In India, Toyota's presence is smaller yet. Today, it has just one small plant in Bangalore, and sales were only 24,000 during the first half of the year—equivalent to just 2.4% of the market. By contrast, Japanese rival Suzuki Motor, through its decades-old partnership with local auto maker Maruti, controls more than 50% of the Indian passenger car market. "Toyota is selling some SUVs [in India], but it's still a very small number," says Koichi Sugimoto, an analyst at Nomura Securities in Tokyo.

Toyota fares better in Russia, where its share among foreign producers is 11%, but its performance in Brazil is less impressive. In Brazil, Toyota sales in the first six months of 2006 rose 13%, to 31,000, but still only account for 3.4% of the market.

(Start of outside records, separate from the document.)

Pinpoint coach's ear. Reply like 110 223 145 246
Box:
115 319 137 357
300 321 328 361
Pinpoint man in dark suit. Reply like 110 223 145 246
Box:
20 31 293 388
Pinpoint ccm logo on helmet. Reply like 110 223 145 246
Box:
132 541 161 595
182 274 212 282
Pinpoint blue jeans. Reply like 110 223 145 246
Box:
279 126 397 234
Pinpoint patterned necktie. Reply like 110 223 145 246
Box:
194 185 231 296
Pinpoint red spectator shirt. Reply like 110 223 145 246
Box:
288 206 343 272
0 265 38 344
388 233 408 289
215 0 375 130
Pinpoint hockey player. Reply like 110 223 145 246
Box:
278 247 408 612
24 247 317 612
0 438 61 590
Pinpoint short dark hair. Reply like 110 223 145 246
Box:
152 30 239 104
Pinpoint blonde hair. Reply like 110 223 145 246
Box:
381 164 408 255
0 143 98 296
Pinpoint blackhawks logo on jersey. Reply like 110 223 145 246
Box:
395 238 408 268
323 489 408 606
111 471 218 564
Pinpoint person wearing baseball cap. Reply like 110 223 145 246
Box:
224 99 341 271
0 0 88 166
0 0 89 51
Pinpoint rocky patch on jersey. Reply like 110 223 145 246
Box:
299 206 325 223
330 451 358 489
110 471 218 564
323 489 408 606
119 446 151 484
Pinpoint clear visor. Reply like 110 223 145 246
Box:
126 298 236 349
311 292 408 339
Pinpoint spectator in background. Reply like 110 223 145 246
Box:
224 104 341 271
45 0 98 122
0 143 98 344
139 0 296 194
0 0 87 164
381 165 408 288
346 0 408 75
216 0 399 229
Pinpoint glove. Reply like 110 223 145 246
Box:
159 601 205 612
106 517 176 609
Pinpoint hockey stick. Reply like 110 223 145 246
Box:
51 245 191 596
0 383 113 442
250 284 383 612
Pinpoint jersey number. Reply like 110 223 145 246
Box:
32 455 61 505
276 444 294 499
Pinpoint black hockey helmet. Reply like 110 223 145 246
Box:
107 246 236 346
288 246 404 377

CLOSING THE GAP. Why such mixed results? One reason: when Toyota first looked overseas, it focused on the mature markets of the U.S. and Europe before looking elsewhere. For a long time that made sense given the fluctuating profitability and sales associated with emerging markets—and in the case of China, frequently strained political relations with the Japanese government.

Still, few doubt it will be long before Toyota closes the gap in its weaker markets. In China, where Toyota is targeting 10% market share by 2010, the process is already well underway (see BusinessWeek.com, 3/9/06, "Toyota in China: Full Speed Ahead").

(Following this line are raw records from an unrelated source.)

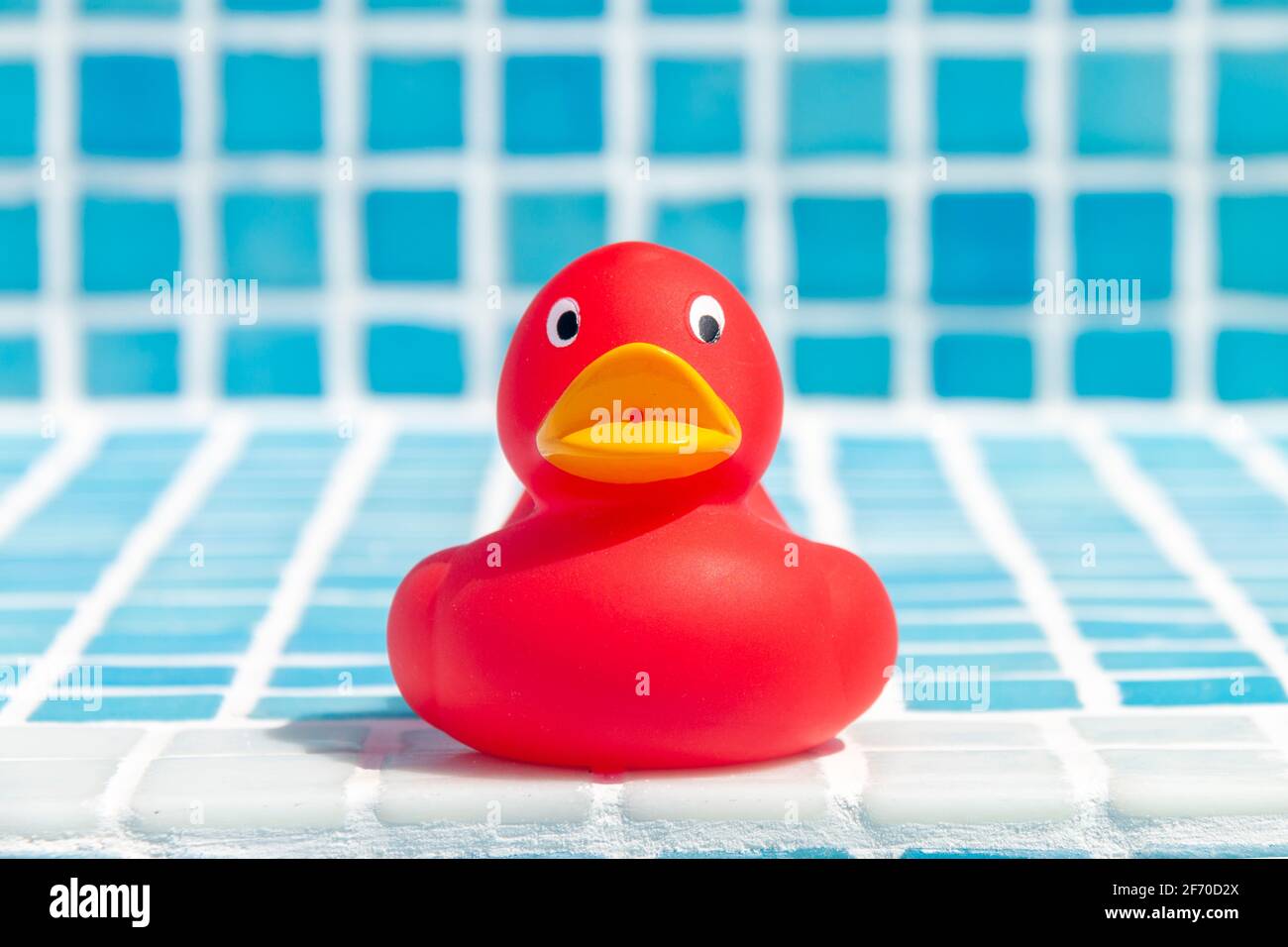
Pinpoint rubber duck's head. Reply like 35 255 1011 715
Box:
497 243 783 501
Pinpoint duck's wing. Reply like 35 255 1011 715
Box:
501 489 537 530
747 483 790 530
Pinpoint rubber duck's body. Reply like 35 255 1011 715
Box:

To meet that target, the company is unleashing a host of new vehicles on the mainland and is showing it isn't afraid to build its newest models in China through partnerships with locals First Auto Works and Guangzhou Automobile Group.

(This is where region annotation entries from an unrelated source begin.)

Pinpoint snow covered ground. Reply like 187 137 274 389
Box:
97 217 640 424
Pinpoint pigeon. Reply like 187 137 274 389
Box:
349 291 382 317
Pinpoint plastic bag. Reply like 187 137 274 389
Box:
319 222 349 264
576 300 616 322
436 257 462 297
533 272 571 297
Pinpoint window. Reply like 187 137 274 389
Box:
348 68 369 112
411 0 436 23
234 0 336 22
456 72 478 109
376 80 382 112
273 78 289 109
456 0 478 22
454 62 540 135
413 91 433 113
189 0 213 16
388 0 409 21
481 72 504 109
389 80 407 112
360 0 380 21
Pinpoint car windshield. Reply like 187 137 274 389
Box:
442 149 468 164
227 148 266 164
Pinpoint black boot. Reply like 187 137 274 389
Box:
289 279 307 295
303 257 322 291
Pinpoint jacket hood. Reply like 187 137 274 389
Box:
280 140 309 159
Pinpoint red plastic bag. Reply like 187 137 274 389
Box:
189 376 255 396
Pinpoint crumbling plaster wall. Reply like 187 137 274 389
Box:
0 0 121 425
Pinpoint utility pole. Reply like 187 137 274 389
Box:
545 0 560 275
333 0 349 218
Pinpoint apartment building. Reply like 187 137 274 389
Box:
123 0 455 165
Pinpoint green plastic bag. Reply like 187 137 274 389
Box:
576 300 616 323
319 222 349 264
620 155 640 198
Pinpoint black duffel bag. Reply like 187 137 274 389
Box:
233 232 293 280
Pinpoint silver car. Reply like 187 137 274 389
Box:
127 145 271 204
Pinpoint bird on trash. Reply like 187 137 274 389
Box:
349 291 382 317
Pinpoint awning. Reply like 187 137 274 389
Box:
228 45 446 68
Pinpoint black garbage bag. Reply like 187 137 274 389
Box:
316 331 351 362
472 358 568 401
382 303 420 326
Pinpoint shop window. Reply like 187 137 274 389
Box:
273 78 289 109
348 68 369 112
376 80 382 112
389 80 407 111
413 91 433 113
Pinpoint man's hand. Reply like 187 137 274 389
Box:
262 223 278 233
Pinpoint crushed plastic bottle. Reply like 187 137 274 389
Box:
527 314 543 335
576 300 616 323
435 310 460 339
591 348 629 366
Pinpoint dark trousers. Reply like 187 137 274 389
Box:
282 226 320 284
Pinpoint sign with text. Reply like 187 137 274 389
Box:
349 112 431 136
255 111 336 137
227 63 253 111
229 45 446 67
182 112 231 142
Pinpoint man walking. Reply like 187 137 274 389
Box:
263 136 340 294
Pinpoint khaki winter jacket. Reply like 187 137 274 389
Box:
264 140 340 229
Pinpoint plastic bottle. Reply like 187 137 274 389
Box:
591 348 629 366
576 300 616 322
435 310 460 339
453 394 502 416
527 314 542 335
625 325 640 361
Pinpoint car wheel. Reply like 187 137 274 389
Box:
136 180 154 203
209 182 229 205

AGGRESSIVE IN CHINA. Last December, Toyota and FAW held a ceremony to herald local production of the Prius, which sells for about $36,000 and will be China's first hybrid. In May, a new plant in Guangzhou began producing the new Camry. That should help raise production in China this year by 60%, to 290,000. Toyota says its market share rose to 5.5% during the first five months of 2006, helping it ascend to fifth in the sales rankings.

"Relative to Indonesia and Thailand, we're lagging behind in China," Toyota's Suzuki noted at today's press conference when asked about China. "To close that gap, we're now aggressively deploying our business (see BusinessWeek.com, 12/21/05, "Toyota: King of the Car World in 06?")."

Russia is also shaping up nicely. Next year, a new Camry plant will open in St. Petersburg, while Lexus, Camry, and Corolla sales grew 37% in the first six months of this year, to 44,000 units. India, though, remains a work in progress. To date, Toyota has made few public statements on its growth plans for the country, which surpassed Russia as the 11th-biggest car market in the 12 months through March this year.

FLEXIBLE PLATFORM. However in May, the Nihon Keizai, Japan's leading business newspaper, reported that Toyota is planning a one-liter global car by 2010 that will cost around $7,500 and be developed alongside Daihatsu, Toyota's mini-car subsidiary. The paper noted that the car is being planned with the Indian market in mind but would later be sold in Central and South America as well as Central and Eastern Europe.

Toyota currently builds and manufacturers a number of pickups and midsize vehicles, called Innovative International Multi-purpose Vehicles (IMV), just for emerging markets, selling 410,000 last year. However, the low-cost car would be a smaller and cheaper complement and, say analysts, very flexible. "The new platform is likely to be suitable for gasoline, diesel, and maybe hybrids," says Nomura's Sugimoto.

HELP WANTED. One concern: that scarce resources may put a brake on growth in emerging markets. For one thing, Toyota's U.S. expansion is far from over. A brand-new $850 million factory opening next fall in San Antonio that will eventually churn out 200,000 Tundra pickups a year. In 2007, Toyota will begin using Fuji Heavy Industries' Subaru plant in Indiana to build Camrys, and in 2008 Canada will be capable of building an additional 100,000.

Meanwhile, a shortage of engineers could also slow things down. "Lack of human resources and engineers is a big issue," says Deutsche's Mochimaru. "I'm concerned that the growth of Toyota's emerging business may be slightly delayed." Still, given the investment opportunities brought about by annual earnings exceeding $12.5 billion, it's hard to see Toyota lagging behind for long.